Por Carlos Tórtora.-

El nuevo tembladeral que sacude al gobierno es distinto a los anteriores, porque antes, Javier Milei contaba con un colchón de aliados -la UCR, el PRO y los gobernadores dialoguistas- que le aseguraban la contención del Congreso. Estos aliados hoy se están yendo o cuando menos no moverán un dedo para sostenerlo a Adorni.

En Diputados, la oposición convocó a una sesión especial para el próximo 23 para votar una moción de censura a Manuel Adorni, paso previo a votar su remoción. En ambos casos se requiere mayoría absoluta de los miembros de cada cámara, como lo establece el artículo 101 de la Constitución Nacional.

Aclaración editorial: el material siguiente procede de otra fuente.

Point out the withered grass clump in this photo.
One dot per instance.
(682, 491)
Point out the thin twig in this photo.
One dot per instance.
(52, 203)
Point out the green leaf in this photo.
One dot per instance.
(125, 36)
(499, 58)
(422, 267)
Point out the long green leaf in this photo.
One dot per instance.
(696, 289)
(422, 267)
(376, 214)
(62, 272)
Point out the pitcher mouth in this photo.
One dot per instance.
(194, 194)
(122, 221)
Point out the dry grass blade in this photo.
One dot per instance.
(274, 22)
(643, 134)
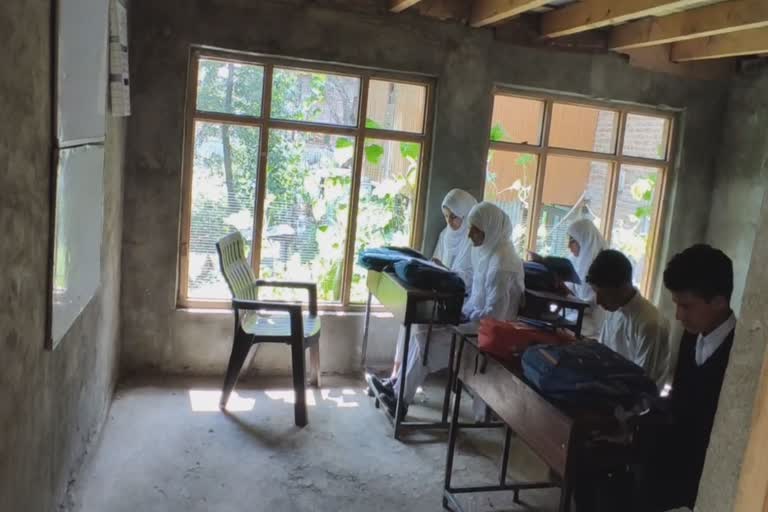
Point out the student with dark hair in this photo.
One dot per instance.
(633, 326)
(701, 282)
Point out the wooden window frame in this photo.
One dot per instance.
(616, 160)
(265, 123)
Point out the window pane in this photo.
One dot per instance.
(387, 196)
(517, 120)
(583, 128)
(509, 182)
(574, 188)
(396, 106)
(309, 178)
(646, 136)
(315, 97)
(635, 215)
(223, 184)
(229, 87)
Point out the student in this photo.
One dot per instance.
(453, 251)
(633, 326)
(585, 242)
(701, 282)
(497, 289)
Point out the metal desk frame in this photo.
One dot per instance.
(408, 319)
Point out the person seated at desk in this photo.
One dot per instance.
(633, 326)
(585, 242)
(701, 282)
(453, 251)
(497, 289)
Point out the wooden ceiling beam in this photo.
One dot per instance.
(593, 14)
(710, 20)
(401, 5)
(735, 44)
(489, 12)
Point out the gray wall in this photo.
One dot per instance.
(52, 405)
(741, 174)
(738, 225)
(466, 63)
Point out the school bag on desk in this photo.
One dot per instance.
(508, 340)
(586, 373)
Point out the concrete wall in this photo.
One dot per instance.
(741, 174)
(467, 64)
(52, 404)
(738, 225)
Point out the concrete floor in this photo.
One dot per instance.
(166, 447)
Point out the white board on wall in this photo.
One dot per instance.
(79, 219)
(81, 64)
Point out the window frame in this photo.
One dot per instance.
(265, 123)
(616, 160)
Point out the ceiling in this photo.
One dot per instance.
(685, 30)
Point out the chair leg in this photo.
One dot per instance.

En el Senado, varios senadores peronistas intentan también que Adorni comparezca en una semana.

La movida opositora podría contribuir a frenar la citación a Adorni para prestar declaración. Si el Congreso lo remueve, hay pocas dudas de que las acciones de Adorni en el juzgado de Ariel Lijo valdrían mucho menos.

La operación para remover al jefe de Gabinete obligaría al gobierno a un nuevo y extraordinario gasto político. Karina debería presionar a sus diputados y a los que le queden de aliados, para defender lo indefendible y conseguir una victoria pírrica, porque el costo sería casi insoportable.

Dos caminos

Con este panorama por delante, cabe preguntarse qué pasaría si finalmente una de las dos cámaras, por primera vez en la historia, remueve a un jefe de Gabinete.

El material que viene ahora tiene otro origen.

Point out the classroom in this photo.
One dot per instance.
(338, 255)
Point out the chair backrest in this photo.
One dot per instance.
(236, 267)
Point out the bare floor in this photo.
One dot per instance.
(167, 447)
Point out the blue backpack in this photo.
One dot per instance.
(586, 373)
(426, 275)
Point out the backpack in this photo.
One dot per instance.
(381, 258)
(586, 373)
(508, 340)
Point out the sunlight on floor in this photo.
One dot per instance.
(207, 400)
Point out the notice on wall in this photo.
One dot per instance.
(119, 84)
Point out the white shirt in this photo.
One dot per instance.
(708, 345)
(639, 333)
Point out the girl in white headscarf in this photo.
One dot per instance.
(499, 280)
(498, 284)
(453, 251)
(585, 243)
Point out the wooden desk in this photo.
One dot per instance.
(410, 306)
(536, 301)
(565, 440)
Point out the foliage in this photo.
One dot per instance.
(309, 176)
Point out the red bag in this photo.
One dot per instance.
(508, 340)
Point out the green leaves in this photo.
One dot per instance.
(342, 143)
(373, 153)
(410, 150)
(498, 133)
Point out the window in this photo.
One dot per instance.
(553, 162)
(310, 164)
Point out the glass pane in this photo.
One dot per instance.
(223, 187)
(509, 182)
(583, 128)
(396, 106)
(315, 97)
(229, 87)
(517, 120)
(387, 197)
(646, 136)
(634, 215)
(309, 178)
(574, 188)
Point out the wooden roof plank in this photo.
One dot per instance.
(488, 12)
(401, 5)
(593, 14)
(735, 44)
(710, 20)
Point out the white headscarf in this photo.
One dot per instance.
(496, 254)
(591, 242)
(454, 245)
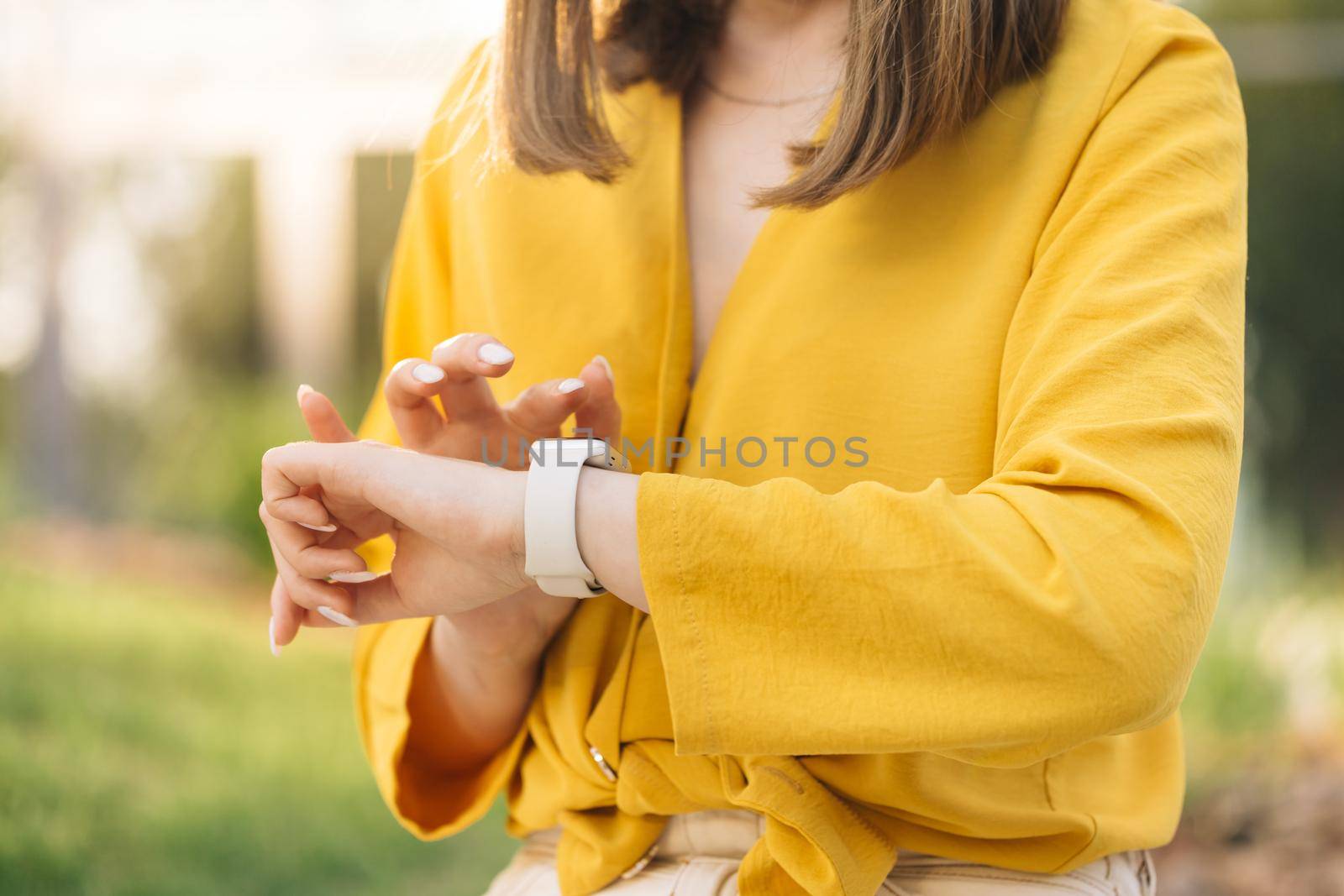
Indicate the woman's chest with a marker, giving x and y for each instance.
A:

En este caso, Milei podría llevar la polarización al más alto grado y volver a designar a Adorni como Jefe de Gabinete. Así le estaría dando a entender a la oposición que el único camino que le queda es intentar el juicio político a él mismo, para lo cual necesita dos tercios de votos que hoy no tiene.

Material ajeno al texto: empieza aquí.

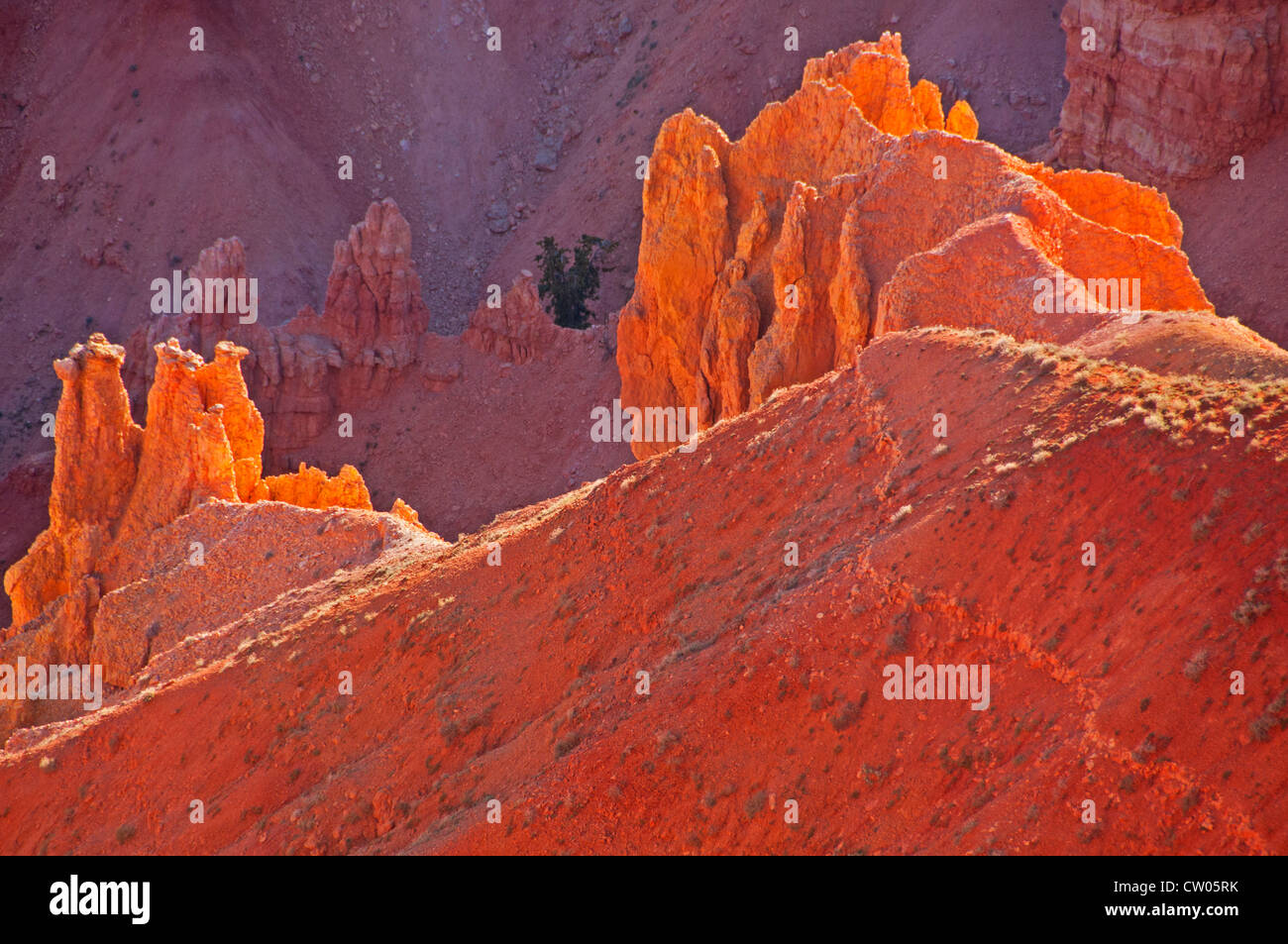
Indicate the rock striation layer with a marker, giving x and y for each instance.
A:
(1171, 89)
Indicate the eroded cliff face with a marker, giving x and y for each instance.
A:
(516, 330)
(304, 371)
(1171, 89)
(121, 496)
(519, 681)
(373, 333)
(854, 209)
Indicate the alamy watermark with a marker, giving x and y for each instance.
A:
(926, 682)
(1072, 295)
(210, 295)
(40, 682)
(645, 425)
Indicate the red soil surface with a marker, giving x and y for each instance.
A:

La otra opción es que Milei absorba el costo de la caída de Adorni criticando al Congreso pero sin precipitar un conflicto de poderes. O sea, aceptando de algún modo la derrota. La magnitud del deterioro que le está representando la continuidad de Adorni al oficialismo es tal que ya cabe preguntarse si no sería preferible para Milei que la oposición se lo lleve puesto. En este caso, Karina ya no podría sostenerlo más y el presidente no pagaría su error día tras día. También es cierto que Adorni, una vez fuera del gobierno, tendría menos fuerza para seguir con su supuesta extorsión a los Milei por lo que sabe del caso $LIBRA. Es obvio que la remoción sería una gran derrota política, pero la situación actual también lo es.

En suma, Milei ya puede descartar la alternativa de sostenerlo a Adorni y que todo se diluya. Ahora sólo puede pensar en qué salida es menos costosa.